"Favoring that knee like it's royalty." Carver stepped onto the ice in his boots. He moved with surprising confidence despite lacking skates. "You think I can't see it from across the rink?"
I opened my mouth to argue, but the words dissolved as he drew closer. I noticed something in his expression—genuine concern.
His voice was surprisingly low and gentle. "How bad is it?"
I'd prepared for mockery or frustration and armored myself against his typical barbs. His uncharacteristic naked concern left me momentarily defenseless.
"It's nothing." I inhaled sharply, hearing the lie echo in the arena.
Carver raised an eyebrow. "Try again."
I offered a reluctant admission. "It's just different today. Like, a little deeper."
"Different, how?"
I searched for words to describe the sensation. "Not sharp. It's more like pressure. Like something's caught beneath the kneecap."

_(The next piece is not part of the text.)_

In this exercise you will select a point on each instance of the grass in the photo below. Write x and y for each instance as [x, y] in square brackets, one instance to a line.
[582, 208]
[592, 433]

"And your brilliant solution was to keep putting weight on it for another hour?"
"I need to strengthen—"
Carver cut me off. "You need not to be an idiot. You can't strengthen an injury by aggravating it."
We stared at each other, and I drummed the fingers of my right hand against my stick.

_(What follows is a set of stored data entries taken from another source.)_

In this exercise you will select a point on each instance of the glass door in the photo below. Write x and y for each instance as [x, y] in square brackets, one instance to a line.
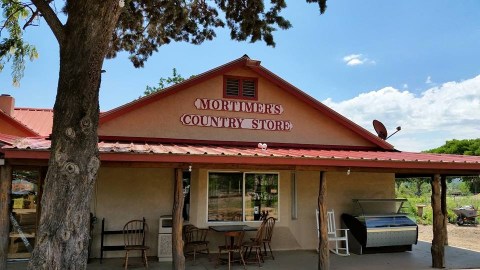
[23, 215]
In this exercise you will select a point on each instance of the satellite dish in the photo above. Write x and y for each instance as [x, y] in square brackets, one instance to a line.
[380, 129]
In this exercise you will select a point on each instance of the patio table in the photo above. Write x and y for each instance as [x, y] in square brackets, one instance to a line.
[232, 228]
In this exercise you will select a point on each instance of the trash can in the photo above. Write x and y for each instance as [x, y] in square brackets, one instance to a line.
[165, 239]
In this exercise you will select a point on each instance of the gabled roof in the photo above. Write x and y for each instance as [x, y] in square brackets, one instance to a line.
[255, 66]
[38, 120]
[17, 124]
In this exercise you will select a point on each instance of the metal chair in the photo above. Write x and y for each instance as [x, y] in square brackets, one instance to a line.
[134, 237]
[195, 241]
[333, 236]
[233, 244]
[268, 225]
[255, 243]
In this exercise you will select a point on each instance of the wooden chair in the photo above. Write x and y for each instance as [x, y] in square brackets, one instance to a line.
[255, 243]
[267, 227]
[134, 237]
[332, 231]
[195, 240]
[233, 245]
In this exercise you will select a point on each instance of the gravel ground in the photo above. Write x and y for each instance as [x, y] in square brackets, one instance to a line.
[459, 236]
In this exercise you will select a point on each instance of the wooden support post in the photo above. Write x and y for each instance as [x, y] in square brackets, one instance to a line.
[323, 251]
[438, 242]
[443, 180]
[177, 219]
[5, 190]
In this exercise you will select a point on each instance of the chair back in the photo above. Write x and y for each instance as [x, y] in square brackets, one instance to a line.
[193, 234]
[268, 225]
[331, 227]
[259, 236]
[234, 240]
[134, 233]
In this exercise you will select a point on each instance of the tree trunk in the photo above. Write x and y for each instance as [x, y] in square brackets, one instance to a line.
[5, 190]
[62, 236]
[438, 242]
[323, 251]
[177, 241]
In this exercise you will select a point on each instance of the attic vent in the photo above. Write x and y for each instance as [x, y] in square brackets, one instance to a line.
[241, 88]
[232, 87]
[248, 90]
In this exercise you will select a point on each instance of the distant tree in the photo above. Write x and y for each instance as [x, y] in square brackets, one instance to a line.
[165, 82]
[462, 147]
[459, 147]
[87, 32]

"C'mere." He gestured toward the bench. "Let me see what you've done to yourself."
"It's really not necessary." It was a weak protest. I glided toward the bench, and my knee pulsed with each push of my right blade.

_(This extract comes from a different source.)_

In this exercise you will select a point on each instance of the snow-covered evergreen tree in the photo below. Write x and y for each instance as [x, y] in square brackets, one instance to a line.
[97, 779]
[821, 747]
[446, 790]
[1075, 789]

"Sit." Carver's voice was soft but firm.
I eased myself down. Usually crowded with teammates, equipment, and nervous energy, the bench was strangely intimate with only the two of us.
Carver knelt in front of me. It surprised me so much that I pulled back momentarily. After looking me in the eye, he reached toward my right leg.
"May I?"
The question was so considerate, so unlike Carver's reputation. I nodded.
He rolled up the leg of my practice pants, exposing the compression sleeve beneath. After he peeled down the neoprene, my knee appeared swollen, the skin faintly pink around the kneecap.
"You weren't kidding about working through it."
His hands moved with the same precision he used to tape his stick before games as he tested for swelling. I held my breath, hyperaware of each point of contact between us.
"Tender here?" He pressed lightly at the inside edge of the joint.
I winced. "Yeah."
"Here?"
"Not as much."
His brow furrowed as he continued his examination. I studied his face as he worked, seeing new details I'd never noticed. He had faint scar tissue just above his left eyebrow where it had been split open in a game, and his eyelashes were surprisingly long.
He glanced up. "When did it start feeling different?"
"This morning. I woke up, and it felt wrong."